Among those in the Frame Initiative, outstanding individuals could even become licensed heroes.
His parents had written him nothing but encouragement in that letter, praise that he had made it so far, and support.
It hurt to hold that letter, to read it while hearing their voices in his head, but he took the pain to heart and let it fuel him.
The Frame Initiative would be rigorous in its selection. It chose those with both the best physical fitness and mental aptitude to take orders and make heroic decisions.

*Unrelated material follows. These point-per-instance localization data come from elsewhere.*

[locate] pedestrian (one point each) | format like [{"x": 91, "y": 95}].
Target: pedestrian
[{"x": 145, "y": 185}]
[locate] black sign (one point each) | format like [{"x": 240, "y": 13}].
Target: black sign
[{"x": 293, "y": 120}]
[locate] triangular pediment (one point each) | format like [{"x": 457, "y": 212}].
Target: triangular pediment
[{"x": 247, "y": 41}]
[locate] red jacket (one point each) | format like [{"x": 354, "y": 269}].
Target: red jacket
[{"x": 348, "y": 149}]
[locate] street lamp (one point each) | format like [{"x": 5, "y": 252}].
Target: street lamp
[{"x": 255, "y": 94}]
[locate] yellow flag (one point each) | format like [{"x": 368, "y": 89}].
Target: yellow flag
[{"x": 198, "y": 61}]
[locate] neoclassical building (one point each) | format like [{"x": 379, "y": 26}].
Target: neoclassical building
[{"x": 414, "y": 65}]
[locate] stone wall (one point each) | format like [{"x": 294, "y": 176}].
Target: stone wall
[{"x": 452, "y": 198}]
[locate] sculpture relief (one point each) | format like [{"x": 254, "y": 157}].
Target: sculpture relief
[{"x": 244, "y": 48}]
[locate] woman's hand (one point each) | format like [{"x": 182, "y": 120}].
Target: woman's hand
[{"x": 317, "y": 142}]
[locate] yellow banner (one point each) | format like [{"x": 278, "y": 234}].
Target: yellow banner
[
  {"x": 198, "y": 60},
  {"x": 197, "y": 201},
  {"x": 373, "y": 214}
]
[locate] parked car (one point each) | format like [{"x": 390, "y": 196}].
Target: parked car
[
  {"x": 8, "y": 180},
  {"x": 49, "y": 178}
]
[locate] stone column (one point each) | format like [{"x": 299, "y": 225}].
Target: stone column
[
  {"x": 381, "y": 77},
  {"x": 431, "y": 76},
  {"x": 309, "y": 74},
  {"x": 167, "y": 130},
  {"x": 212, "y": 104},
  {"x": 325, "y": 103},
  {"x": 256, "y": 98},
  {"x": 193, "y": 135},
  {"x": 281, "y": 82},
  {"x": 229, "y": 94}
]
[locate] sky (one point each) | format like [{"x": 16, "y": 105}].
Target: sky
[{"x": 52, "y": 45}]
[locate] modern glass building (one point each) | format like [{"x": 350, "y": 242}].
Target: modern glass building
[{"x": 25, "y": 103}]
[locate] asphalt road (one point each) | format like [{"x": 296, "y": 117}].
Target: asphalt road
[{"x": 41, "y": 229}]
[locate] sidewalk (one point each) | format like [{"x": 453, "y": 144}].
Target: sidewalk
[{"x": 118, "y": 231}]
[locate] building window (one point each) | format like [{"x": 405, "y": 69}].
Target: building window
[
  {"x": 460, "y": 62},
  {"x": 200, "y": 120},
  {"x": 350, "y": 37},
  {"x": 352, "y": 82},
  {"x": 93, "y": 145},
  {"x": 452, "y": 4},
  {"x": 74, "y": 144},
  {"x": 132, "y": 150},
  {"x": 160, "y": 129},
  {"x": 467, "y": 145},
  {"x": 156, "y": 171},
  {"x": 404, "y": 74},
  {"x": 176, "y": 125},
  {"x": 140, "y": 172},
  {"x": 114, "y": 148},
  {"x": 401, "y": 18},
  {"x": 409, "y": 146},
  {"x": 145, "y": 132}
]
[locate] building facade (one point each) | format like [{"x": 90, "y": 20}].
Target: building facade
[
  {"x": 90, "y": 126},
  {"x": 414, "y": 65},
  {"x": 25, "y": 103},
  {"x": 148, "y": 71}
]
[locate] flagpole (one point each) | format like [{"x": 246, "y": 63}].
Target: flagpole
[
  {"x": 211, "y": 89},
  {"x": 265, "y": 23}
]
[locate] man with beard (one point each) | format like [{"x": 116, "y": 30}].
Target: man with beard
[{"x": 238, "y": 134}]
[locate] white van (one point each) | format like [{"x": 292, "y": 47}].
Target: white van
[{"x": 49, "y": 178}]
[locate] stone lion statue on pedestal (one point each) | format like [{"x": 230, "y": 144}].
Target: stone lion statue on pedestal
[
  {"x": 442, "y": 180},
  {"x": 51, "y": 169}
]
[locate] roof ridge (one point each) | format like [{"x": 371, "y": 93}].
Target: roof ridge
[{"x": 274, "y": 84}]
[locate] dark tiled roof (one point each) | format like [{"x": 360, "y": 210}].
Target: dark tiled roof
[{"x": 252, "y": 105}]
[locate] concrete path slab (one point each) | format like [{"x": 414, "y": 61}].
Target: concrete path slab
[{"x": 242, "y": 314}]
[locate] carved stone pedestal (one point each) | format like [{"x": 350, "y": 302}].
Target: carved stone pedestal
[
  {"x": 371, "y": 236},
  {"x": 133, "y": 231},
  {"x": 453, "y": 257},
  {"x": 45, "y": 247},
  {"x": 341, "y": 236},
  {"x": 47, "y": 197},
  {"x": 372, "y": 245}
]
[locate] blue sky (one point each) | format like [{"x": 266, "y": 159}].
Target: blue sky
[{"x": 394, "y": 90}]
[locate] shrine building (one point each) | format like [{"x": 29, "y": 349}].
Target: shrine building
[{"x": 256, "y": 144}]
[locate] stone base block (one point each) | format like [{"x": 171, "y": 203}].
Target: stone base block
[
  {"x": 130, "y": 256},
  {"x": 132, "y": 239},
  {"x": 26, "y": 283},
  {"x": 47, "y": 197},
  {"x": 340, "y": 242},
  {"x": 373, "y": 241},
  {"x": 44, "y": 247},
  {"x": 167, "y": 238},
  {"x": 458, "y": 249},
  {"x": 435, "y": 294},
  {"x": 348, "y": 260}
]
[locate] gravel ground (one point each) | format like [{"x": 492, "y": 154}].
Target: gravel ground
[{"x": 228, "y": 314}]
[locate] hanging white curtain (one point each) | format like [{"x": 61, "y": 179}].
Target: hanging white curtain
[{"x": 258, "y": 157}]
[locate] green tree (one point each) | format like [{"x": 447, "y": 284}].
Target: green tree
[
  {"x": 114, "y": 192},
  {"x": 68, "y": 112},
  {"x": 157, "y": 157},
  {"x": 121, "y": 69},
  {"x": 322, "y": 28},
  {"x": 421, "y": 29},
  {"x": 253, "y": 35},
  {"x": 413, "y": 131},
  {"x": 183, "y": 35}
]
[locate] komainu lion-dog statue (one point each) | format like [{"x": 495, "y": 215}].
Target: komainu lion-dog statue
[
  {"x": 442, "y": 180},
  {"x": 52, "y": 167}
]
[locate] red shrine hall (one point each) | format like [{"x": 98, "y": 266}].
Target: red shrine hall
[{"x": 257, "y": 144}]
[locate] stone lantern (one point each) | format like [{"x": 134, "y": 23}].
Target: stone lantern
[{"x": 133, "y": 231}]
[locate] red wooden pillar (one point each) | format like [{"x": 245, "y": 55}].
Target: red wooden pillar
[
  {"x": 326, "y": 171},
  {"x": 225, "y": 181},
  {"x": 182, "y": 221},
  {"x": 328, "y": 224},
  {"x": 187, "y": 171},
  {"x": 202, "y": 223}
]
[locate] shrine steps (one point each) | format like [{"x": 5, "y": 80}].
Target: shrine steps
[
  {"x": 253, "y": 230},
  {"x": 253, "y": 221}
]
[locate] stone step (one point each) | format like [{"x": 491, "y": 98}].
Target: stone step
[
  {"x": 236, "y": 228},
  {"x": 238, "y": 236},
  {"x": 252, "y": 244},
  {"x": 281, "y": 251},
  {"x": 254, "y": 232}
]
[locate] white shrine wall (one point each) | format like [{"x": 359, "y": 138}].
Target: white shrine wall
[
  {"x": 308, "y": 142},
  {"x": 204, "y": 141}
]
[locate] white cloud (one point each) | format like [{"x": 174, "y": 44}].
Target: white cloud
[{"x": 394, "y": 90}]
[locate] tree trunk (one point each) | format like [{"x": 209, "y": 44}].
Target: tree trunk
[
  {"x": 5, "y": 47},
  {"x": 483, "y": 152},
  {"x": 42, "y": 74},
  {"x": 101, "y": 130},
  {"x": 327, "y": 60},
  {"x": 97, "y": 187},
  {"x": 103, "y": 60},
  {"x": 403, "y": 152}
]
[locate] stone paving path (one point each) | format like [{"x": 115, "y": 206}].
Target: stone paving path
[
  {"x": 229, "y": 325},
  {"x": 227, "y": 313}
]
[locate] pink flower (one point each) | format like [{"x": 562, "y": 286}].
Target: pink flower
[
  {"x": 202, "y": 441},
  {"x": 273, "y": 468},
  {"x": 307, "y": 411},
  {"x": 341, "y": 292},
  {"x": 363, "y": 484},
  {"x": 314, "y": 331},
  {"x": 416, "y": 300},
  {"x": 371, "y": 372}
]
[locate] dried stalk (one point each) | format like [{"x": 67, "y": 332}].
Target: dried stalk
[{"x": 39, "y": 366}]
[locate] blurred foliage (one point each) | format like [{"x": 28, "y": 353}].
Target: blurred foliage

Aldrich trained his body for three years, honing it to a sharp knife ’s edge, mastering martial arts and sculpting his muscles to their max, but his mental evaluations made things difficult for him. He was far too willing to kill, far too willing to put down scum, and far too willing to disobey orders when he thought that the sacrifices of the few for the good of the many had to be made.
One time, when an evaluating Alter tried to reach into Aldrich ’s mind to figure out his mental profile, Aldrich had made her suffer a mild seizure from, presumably, how ’irregular ’ or ’broken ’ his head was.
Needless to say, none of the top tier or even mid-tier academies would ever consider Aldrich despite him scoring in the highest percentile on every physical fitness metric.
Still, Aldrich managed to get into an academy willing to take him in.
A no-name, smalltime academy called Blackwater. The academy had little information surrounding it, making it immediately suspicious, but it was willing to see past Aldrich ’s poor mental evaluation.
Thus, at the age of sixteen, Aldrich entered into a hero academy just as he had always dreamed of doing when he was little, though where before he had wanted a license to save, he now wanted a license to hunt.